If you were up all night worrying about the overshoot on headline CPI reported by the BLS on Thursday, Friday offered some respite: US producer prices fell in December from November. Economists expected a small increase.
The 0.1% MoM decline was the third consecutive, and you can thank another drop in goods prices, which was in turn attributable mostly to a 1.2% decrease in the final demand energy gauge. The index for food posted its largest MoM decline since May.
Excluding food and energy, PPI prices were unchanged versus expectations for a 0.2% increase. The ex-trade services print was 0.2%.
To be sure, the decline for December was good news, particularly when paired with a downward revision to November’s MoM reading. There’s disinflation in the pipeline, so to speak.
That said, the update’s potential to move markets was limited Friday both by the timing of the release (after CPI) and the confluence of more important developments, both market-related and geopolitical.
On a YoY basis, PPI prices rose 1%, a bit quicker than November’s annual rate, but slower than the 1.3% consensus expected. Broadly speaking, PPI growth has settled at around 1% YoY.

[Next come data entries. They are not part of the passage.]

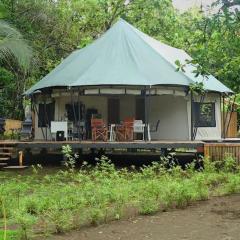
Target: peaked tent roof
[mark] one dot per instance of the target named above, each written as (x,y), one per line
(124,56)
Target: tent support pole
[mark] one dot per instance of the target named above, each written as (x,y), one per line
(232,107)
(79,115)
(45,117)
(192,116)
(35,109)
(148,111)
(145,113)
(224,118)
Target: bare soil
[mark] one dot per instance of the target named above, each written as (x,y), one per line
(215,219)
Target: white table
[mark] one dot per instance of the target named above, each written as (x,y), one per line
(59,126)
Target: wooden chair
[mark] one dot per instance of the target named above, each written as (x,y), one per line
(99,130)
(124,132)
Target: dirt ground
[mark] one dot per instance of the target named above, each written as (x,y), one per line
(216,219)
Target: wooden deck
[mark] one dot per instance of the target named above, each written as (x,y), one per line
(220,150)
(213,149)
(106,145)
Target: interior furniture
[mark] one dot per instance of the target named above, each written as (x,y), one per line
(65,126)
(152,129)
(139,127)
(99,130)
(112,132)
(2,125)
(26,130)
(124,131)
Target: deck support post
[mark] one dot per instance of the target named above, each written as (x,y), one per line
(192,137)
(20,158)
(224,118)
(146,113)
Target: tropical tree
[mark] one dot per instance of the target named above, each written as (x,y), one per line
(15,60)
(13,48)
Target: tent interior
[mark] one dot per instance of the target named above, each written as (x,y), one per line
(169,106)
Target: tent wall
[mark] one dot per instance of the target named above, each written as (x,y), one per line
(172,113)
(208,133)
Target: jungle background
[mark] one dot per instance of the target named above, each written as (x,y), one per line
(36,35)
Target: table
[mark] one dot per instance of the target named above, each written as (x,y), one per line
(138,129)
(61,126)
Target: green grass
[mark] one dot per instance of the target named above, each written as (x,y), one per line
(10,234)
(42,204)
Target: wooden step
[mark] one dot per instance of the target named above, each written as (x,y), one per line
(5,154)
(4,158)
(15,167)
(6,148)
(3,165)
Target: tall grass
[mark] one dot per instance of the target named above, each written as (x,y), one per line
(40,204)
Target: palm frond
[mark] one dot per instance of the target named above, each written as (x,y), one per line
(12,45)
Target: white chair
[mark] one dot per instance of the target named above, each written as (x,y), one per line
(138,127)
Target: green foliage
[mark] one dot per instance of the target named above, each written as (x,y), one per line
(56,28)
(56,203)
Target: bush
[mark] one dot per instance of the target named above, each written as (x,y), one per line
(73,198)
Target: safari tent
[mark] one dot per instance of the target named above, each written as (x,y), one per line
(126,73)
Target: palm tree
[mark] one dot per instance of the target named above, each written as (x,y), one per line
(13,46)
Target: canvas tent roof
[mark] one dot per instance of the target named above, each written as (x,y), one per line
(124,56)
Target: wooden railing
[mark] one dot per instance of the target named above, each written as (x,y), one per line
(219,151)
(230,125)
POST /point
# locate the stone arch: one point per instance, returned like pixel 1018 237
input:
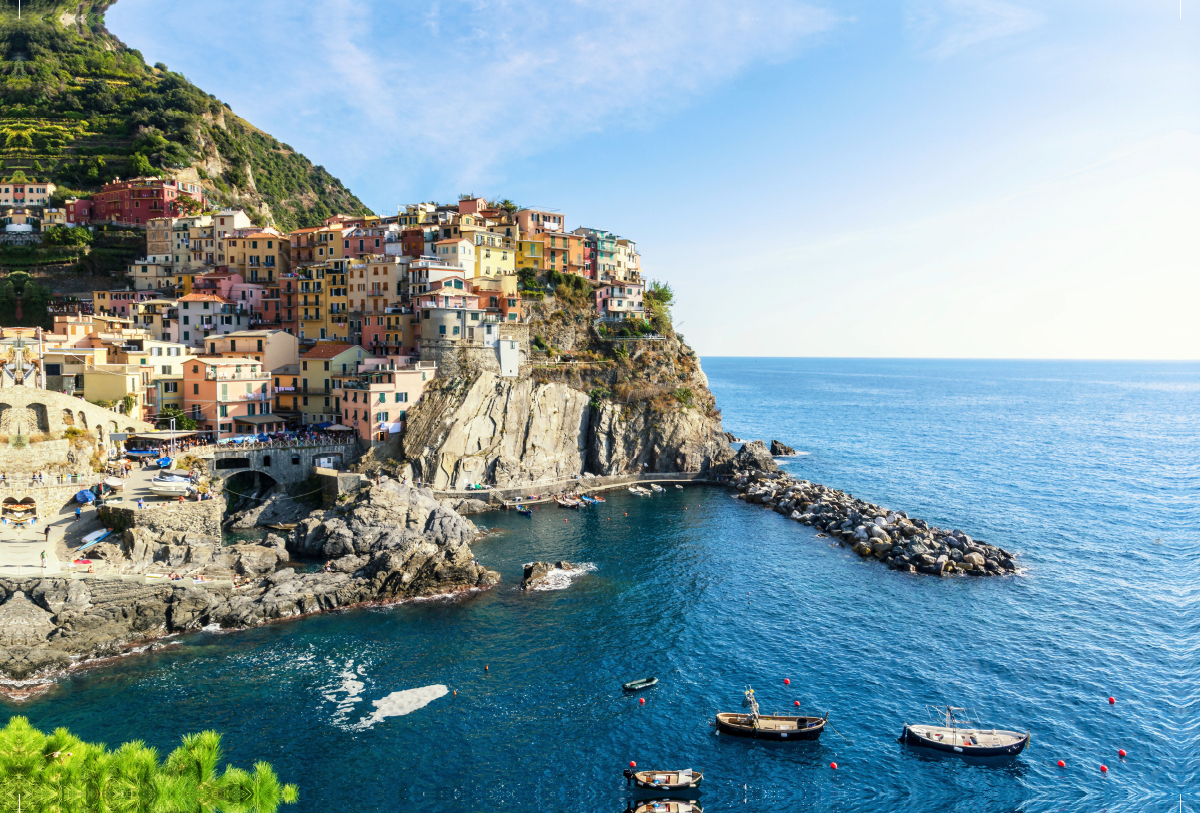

Plainly, any renewed increase in energy prices (say, in the event of additional Mideast escalations following US-UK strikes on Yemen) could upset things, but for now, the situation is favorable.
“On aggregate, it was a softer read on price growth, and after the post-CPI reaction on Thursday, the PPI data has been enough to exaggerate the bull steepening,” BMO’s Ben Jeffery remarked.
Bond traders, he went on, shouldn’t “forget the geopolitical escalations in the Red Sea and the implied headline risk — relevant from both a flight-to-quality and supply side inflation perspective.”